The sudden collapse of the startup-focused lender SVB Financial Group, which is the largest bank to fail since the 2008 global financial crisis, has rattled financial markets all across the world. A big question mark looms large on the fate of investors and companies that invested billions of dollars in SVB.
The banking regulators of California banned the Silicon Valley Bank to transact any business and tasked Federal Deposit Insurance Corporation (FDIC) with the disposition of its assets as a receiver.
SVB had $209 billion worth of assets and was ranked the 16th biggest bank in the US, before its collapse. Located in Santa Clara, this tech-focused bank was facing significant stress due to the crimping financial situation of startups owing to the Fed’s hawkish stance and interest rate hikes last year.

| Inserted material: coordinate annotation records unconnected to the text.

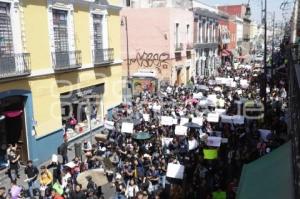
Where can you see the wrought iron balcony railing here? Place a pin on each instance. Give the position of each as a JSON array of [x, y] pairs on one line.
[[103, 56], [179, 47], [189, 46], [13, 65], [66, 60]]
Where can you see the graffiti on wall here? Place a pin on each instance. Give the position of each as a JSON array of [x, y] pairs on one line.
[[151, 60]]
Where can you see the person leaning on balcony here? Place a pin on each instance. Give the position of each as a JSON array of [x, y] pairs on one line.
[[45, 177]]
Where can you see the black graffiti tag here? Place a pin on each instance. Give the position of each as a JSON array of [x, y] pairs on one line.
[[148, 60]]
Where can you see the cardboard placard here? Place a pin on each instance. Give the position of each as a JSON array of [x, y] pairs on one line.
[[146, 117], [127, 127], [197, 95], [166, 141], [198, 120], [220, 111], [183, 121], [210, 154], [109, 125], [166, 120], [213, 117], [238, 119], [180, 130], [193, 144], [175, 171], [264, 134], [224, 140], [213, 141]]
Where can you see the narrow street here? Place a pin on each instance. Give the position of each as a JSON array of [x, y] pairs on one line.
[[143, 99]]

The busting of Silicon Valley Bank is one of the prominent failures of the financial market since Washington Mutual went bust in 2008. Reminding investors of the horrifying time and financial discomfort of the extraordinary proportion of the 2008 global financial crash. This financial storm prompted tougher market rules and stringent capital requirements for banks in the US, after massive financial bailouts by the government to save the global financial system.

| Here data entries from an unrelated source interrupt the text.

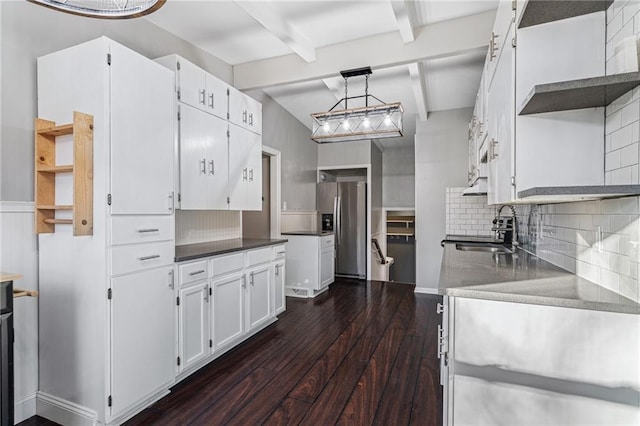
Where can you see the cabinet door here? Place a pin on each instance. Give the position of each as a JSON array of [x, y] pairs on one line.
[[191, 84], [278, 287], [239, 149], [327, 266], [259, 296], [194, 320], [228, 309], [142, 336], [142, 129], [217, 100]]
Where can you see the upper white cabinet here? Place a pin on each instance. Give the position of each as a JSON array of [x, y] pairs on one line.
[[245, 111], [218, 140]]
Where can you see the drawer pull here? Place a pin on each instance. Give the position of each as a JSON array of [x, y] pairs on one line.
[[153, 256], [143, 231]]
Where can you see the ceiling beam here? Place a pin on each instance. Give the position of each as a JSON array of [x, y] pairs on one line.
[[405, 13], [437, 40], [265, 14], [419, 86]]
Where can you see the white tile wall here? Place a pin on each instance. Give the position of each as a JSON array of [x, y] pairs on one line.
[[622, 126], [193, 226], [467, 215]]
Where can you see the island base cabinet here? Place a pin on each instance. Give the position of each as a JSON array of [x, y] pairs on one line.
[[142, 337]]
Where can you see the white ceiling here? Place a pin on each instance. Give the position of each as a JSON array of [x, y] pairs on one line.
[[260, 32]]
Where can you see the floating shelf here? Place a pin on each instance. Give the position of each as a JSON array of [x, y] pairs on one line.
[[578, 94], [538, 12], [46, 170]]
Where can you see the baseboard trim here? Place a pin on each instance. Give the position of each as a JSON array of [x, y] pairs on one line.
[[25, 408], [426, 290], [64, 412]]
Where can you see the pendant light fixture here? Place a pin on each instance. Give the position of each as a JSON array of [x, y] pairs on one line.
[[105, 9], [367, 122]]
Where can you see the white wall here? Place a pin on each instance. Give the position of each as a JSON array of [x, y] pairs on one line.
[[441, 148]]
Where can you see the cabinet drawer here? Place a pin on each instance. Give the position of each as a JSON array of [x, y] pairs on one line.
[[226, 264], [278, 252], [141, 229], [135, 257], [193, 271], [256, 257]]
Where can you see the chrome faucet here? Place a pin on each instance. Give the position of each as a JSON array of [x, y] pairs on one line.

FDIC informed that the main office and all branches of Silicon Valley Bank will open again on March 13, wherein all the insured depositors will have access to their investments as per the law. According to the FDIC, almost 89% of the SVB’s $175 billion of deposits at the end of 2022 were not insured. FDIC is racing against time to find a suitable suitor, merge Silicon Valley Bank with another bank, and safeguard the interest of unsecured deposit holders.